Some local restaurants include:

  • New Holland Brewing (American-New, Microbrewery) - 66 East 8th Street, Holland
  • Pereddies (Italian) - 477 Washington St., Holland
  • Deboer Bakkerij & Dutch Brothers Restaurant (Bakery, European and American) - 360 Douglas Ave, Holland
  • Blue House Bistro (Cajun/Creole, American) - 220 West 8th Street, Holland
  • Crazy Horse Steak House Saloon - 2027 N Park Dr, Holland
  • Wild Chef Japanese Steak House - 2863 W Shore Dr, Holland
  • Butch's (American-New) - 44 East 8th St # 100, Holland
  • Gringo's Grill (Mexican, Latin) - 2863 West Shore Dr, Holland
  • Curragh Irish Pub (Pub, American) - 73 East 8th Street, Holland
  • Fricano's Too (Italian) - 174 S River Ave, Holland
  • 84 East (Italian) - 84 East 8th Street, Holland
  • Alpenrose Restaurant & Cafe (Bakery, European and American) - 4 East 8th Street, Holland
  • The 8th Street Grille (American) - 20 West 8th Street, Holland
  • Boatwerks Waterfront Restaurant (American, Breakfast/Brunch and Seafood) - 216 Van Raalte Avenue, Holland
  • CityVu Bistro (American-New, Sushi) - 61 East 7th Street, Holland
  • Johnny Carino's Italian Kitchen (Italian) - 3015 W Shore Dr, Holland
  • Ottawa Beach Inn (American, Seafood) - 2155 Ottawa Beach Rd, Holland
  • Mario's Pizzeria & Spaghetti (Pizza, Italian) - 850 Butternut Dr, Holland

Some area farmers’ markets include:

  • Holland Farmers' Market, 150 West 8th Street, Holland, MI -- The Market will be open every Wednesday and Saturday.  Hours are 8am-4pm.
  • Grand Valley State University Farmers' Market, Allendale, MI
  • Coopersville Friday Farmers' Market, Coopersville, MI
  • Grand Haven Farmers' Market, Grand Haven, MI
  • Hudsonville Farmers' Market and Crafts, Hudsonville, MI
  • Zeeland's Main Place Farmers' Market, Zeeland, MI


Holland was settled in 1847 by Dutch Calvinist separatists, under the leadership of Dr. Albertus van Raalte, who were escaping from persecution in the Netherlands.  Van Raalte took the land due to its proximity to the Black River where it streamed to Black Lake (now Lake Macatawa) which, in turn, led to Lake Michigan.  At the time, the land was inhabited by the Ottawa people who had been on the lake for hundreds of years.

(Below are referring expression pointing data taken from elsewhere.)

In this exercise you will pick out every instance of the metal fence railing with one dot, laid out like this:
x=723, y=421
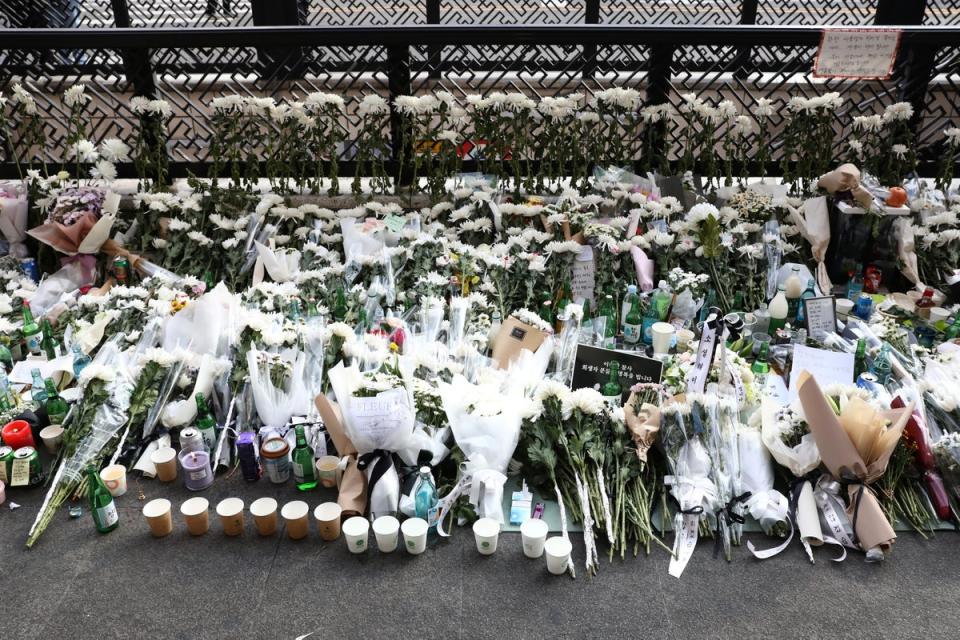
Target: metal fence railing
x=188, y=67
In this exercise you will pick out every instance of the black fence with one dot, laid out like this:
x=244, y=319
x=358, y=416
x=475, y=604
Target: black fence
x=189, y=67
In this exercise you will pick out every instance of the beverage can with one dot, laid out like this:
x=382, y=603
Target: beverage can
x=29, y=268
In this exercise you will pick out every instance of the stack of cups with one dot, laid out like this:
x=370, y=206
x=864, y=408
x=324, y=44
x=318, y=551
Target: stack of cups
x=194, y=512
x=415, y=535
x=533, y=533
x=487, y=532
x=327, y=516
x=295, y=515
x=557, y=550
x=230, y=511
x=264, y=512
x=157, y=514
x=387, y=530
x=356, y=530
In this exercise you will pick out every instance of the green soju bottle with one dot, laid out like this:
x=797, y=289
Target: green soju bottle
x=612, y=390
x=48, y=344
x=206, y=425
x=32, y=335
x=55, y=405
x=304, y=473
x=102, y=506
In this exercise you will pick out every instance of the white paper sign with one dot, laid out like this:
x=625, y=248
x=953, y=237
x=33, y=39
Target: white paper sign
x=828, y=367
x=583, y=278
x=857, y=53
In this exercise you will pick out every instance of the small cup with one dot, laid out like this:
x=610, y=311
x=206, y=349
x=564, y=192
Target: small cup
x=295, y=516
x=115, y=478
x=230, y=511
x=844, y=307
x=533, y=534
x=387, y=530
x=557, y=550
x=487, y=532
x=684, y=337
x=415, y=535
x=662, y=335
x=328, y=471
x=52, y=437
x=165, y=460
x=327, y=516
x=356, y=530
x=157, y=514
x=937, y=314
x=194, y=512
x=264, y=512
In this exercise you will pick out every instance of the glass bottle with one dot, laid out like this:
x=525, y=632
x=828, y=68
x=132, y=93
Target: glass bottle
x=855, y=284
x=340, y=305
x=761, y=366
x=55, y=406
x=881, y=365
x=925, y=303
x=48, y=344
x=80, y=359
x=778, y=311
x=633, y=322
x=304, y=473
x=207, y=426
x=102, y=506
x=860, y=358
x=809, y=292
x=792, y=289
x=32, y=335
x=611, y=390
x=426, y=502
x=628, y=301
x=38, y=390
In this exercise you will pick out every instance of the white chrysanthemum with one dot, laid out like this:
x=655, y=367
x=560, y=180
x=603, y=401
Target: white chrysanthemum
x=587, y=401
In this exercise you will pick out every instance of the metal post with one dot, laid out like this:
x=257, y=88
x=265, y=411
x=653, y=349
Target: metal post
x=399, y=84
x=434, y=52
x=591, y=15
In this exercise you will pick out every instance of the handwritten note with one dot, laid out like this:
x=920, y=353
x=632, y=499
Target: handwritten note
x=857, y=53
x=828, y=367
x=583, y=278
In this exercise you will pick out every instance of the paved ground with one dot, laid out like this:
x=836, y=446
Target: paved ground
x=78, y=584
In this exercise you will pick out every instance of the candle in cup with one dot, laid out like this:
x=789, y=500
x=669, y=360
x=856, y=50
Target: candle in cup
x=196, y=470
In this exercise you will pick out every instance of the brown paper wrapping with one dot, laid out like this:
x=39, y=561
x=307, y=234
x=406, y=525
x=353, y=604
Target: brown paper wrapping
x=352, y=497
x=644, y=426
x=846, y=177
x=512, y=338
x=845, y=463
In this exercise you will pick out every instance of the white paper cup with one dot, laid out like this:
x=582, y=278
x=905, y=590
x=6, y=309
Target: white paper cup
x=52, y=436
x=356, y=530
x=264, y=512
x=230, y=511
x=844, y=307
x=486, y=531
x=115, y=478
x=415, y=535
x=936, y=315
x=662, y=335
x=533, y=533
x=684, y=337
x=557, y=550
x=296, y=515
x=327, y=516
x=194, y=512
x=387, y=530
x=157, y=514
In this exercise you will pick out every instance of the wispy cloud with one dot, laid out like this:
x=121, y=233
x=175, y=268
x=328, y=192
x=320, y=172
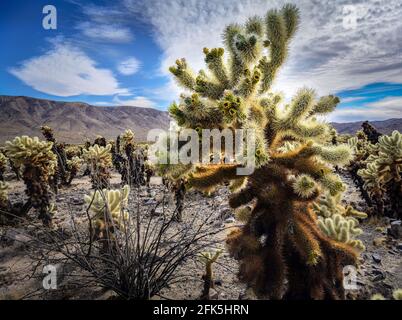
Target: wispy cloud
x=67, y=71
x=381, y=110
x=129, y=66
x=105, y=32
x=138, y=101
x=325, y=54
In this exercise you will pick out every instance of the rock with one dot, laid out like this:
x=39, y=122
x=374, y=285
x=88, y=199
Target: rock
x=218, y=282
x=379, y=241
x=230, y=220
x=157, y=211
x=379, y=277
x=18, y=235
x=213, y=294
x=149, y=202
x=396, y=229
x=226, y=213
x=78, y=201
x=376, y=257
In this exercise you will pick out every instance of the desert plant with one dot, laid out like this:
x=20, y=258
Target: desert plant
x=208, y=258
x=65, y=163
x=179, y=190
x=3, y=165
x=371, y=132
x=133, y=166
x=397, y=295
x=73, y=165
x=99, y=160
x=338, y=222
x=109, y=207
x=38, y=163
x=3, y=195
x=382, y=174
x=282, y=251
x=100, y=141
x=148, y=254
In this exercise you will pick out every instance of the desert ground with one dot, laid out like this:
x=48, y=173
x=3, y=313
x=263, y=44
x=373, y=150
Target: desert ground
x=380, y=270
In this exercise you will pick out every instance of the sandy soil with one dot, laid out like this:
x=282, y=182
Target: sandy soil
x=380, y=271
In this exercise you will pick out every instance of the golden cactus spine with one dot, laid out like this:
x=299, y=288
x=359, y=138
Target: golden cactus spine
x=38, y=163
x=282, y=251
x=99, y=160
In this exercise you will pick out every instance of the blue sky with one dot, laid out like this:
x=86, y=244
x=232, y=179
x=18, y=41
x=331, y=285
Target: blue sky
x=118, y=52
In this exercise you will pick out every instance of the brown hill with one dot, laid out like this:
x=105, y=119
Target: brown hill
x=74, y=121
x=385, y=127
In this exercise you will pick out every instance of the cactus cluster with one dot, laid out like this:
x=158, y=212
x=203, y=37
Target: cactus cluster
x=208, y=258
x=3, y=195
x=65, y=172
x=397, y=295
x=109, y=208
x=38, y=162
x=282, y=251
x=99, y=160
x=381, y=173
x=339, y=222
x=3, y=165
x=129, y=159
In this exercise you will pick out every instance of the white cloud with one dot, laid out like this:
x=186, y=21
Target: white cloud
x=324, y=54
x=352, y=99
x=105, y=32
x=66, y=71
x=381, y=110
x=138, y=101
x=129, y=66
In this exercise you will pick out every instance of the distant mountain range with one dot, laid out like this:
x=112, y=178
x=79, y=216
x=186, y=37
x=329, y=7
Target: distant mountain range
x=385, y=127
x=73, y=122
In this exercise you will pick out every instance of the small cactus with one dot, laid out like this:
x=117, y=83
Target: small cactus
x=209, y=259
x=3, y=165
x=383, y=172
x=3, y=195
x=281, y=250
x=100, y=161
x=39, y=163
x=109, y=208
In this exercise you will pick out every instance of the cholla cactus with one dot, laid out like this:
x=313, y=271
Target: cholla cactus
x=276, y=245
x=127, y=138
x=38, y=163
x=63, y=174
x=397, y=295
x=342, y=229
x=133, y=166
x=372, y=134
x=382, y=174
x=109, y=207
x=3, y=165
x=327, y=206
x=74, y=165
x=100, y=162
x=100, y=141
x=3, y=195
x=209, y=259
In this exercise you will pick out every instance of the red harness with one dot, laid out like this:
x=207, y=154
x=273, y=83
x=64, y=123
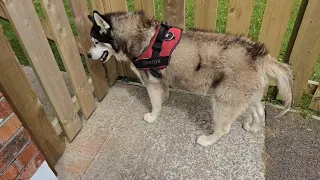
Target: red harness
x=157, y=55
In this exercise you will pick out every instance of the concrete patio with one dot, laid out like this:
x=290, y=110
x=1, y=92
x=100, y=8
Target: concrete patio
x=117, y=144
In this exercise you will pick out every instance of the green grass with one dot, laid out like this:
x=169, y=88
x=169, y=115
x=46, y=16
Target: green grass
x=255, y=26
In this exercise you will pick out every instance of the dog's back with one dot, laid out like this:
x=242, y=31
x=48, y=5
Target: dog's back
x=205, y=60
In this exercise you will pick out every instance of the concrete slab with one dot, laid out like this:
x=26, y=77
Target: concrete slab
x=167, y=149
x=81, y=152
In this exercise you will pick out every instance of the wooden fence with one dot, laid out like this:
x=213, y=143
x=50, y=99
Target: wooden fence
x=33, y=32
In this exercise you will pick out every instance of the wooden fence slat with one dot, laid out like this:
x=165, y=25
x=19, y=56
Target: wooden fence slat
x=67, y=47
x=97, y=72
x=21, y=96
x=26, y=23
x=174, y=12
x=274, y=24
x=315, y=102
x=205, y=14
x=46, y=30
x=146, y=5
x=114, y=68
x=306, y=49
x=239, y=16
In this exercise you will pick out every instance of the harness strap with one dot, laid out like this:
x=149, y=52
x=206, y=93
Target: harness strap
x=156, y=49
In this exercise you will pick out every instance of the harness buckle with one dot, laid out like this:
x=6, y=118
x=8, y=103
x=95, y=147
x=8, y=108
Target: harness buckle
x=157, y=46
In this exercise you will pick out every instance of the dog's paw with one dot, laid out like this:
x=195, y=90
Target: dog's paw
x=147, y=117
x=204, y=140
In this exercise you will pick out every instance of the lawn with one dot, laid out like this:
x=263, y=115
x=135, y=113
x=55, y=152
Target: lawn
x=259, y=6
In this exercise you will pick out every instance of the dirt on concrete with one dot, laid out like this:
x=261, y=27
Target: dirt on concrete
x=292, y=146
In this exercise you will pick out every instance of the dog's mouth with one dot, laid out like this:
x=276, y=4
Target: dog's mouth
x=104, y=56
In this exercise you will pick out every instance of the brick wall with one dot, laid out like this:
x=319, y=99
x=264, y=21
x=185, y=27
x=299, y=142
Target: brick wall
x=19, y=156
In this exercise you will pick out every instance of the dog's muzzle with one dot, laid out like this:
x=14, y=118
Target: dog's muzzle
x=104, y=56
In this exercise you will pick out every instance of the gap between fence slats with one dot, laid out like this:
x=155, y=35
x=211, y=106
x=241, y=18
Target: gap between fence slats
x=40, y=56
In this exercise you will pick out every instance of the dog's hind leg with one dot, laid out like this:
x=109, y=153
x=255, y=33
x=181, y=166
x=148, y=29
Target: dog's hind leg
x=256, y=110
x=165, y=91
x=223, y=115
x=155, y=91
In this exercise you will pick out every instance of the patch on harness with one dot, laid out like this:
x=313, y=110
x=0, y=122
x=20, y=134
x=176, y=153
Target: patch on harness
x=157, y=55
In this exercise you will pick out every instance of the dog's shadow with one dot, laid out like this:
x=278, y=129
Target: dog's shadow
x=198, y=108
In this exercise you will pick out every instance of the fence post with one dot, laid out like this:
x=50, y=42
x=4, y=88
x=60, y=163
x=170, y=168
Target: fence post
x=274, y=24
x=174, y=12
x=239, y=16
x=96, y=69
x=26, y=23
x=18, y=91
x=205, y=14
x=67, y=47
x=306, y=49
x=146, y=5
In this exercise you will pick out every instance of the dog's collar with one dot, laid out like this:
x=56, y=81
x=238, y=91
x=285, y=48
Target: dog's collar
x=157, y=55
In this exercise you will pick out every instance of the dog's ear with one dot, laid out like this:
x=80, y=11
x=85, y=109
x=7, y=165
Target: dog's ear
x=91, y=18
x=100, y=21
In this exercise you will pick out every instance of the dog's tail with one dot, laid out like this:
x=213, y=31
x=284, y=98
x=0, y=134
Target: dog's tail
x=283, y=74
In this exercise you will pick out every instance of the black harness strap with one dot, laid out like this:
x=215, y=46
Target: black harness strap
x=156, y=47
x=152, y=63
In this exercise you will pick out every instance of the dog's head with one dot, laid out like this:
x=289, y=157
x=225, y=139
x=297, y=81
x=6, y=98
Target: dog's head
x=122, y=34
x=103, y=44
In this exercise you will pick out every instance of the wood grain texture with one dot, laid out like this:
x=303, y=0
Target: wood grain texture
x=67, y=47
x=315, y=102
x=239, y=16
x=113, y=67
x=306, y=49
x=147, y=6
x=274, y=24
x=97, y=71
x=25, y=103
x=46, y=29
x=205, y=14
x=174, y=12
x=37, y=49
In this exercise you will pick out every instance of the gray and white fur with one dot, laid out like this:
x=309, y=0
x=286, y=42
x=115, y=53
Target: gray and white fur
x=233, y=70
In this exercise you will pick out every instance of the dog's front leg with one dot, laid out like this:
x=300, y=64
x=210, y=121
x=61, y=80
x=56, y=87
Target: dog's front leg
x=155, y=91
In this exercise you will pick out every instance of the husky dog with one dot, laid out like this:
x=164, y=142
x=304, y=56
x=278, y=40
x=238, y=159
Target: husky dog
x=233, y=70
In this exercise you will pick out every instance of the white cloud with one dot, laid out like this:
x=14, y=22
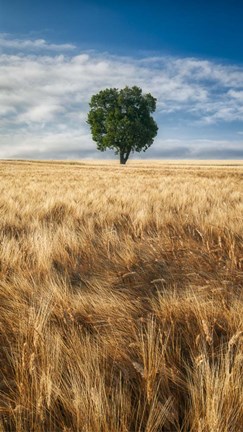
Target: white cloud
x=26, y=44
x=44, y=98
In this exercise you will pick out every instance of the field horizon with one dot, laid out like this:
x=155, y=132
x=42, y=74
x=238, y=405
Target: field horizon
x=121, y=305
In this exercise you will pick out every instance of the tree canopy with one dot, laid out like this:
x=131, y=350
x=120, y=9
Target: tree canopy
x=121, y=120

In 1847, Van Raalte established a congregation of the Reformed Church in America, which would later be called the First Reformed Church of Holland. On March 25, 1867, Holland was incorporated as a city with Isaac Cappon being the city's first mayor.

The city suffered a major fire on October 8–9, 1871, the same time as the Great Chicago Fire in Illinois and the very deadly Peshtigo Fire in Wisconsin. Manistee and Port Huron, Michigan also burned.

Holland was known as the "City of Churches."  There are 170 churches in Holland, many of which are with the Reformed Church in America and Christian Reformed Church in North America denominations. 

Following World War II, Michigan lost its distinction as the center of Dutch immigration to the United States.  Holland’s ethnic Dutch community began to decline in proportion to the area’s overall population.  New manufacturing companies with diverse work forces moved to Holland and spearheaded the birth of productive manufacturing.

Holland’s population grew from 3,000 inhabitants at its Semi-Centennial 1897 to 15,000 at its Centennial in 1947 and surpassed 30,000 in 1997, its Sesquicentennial year.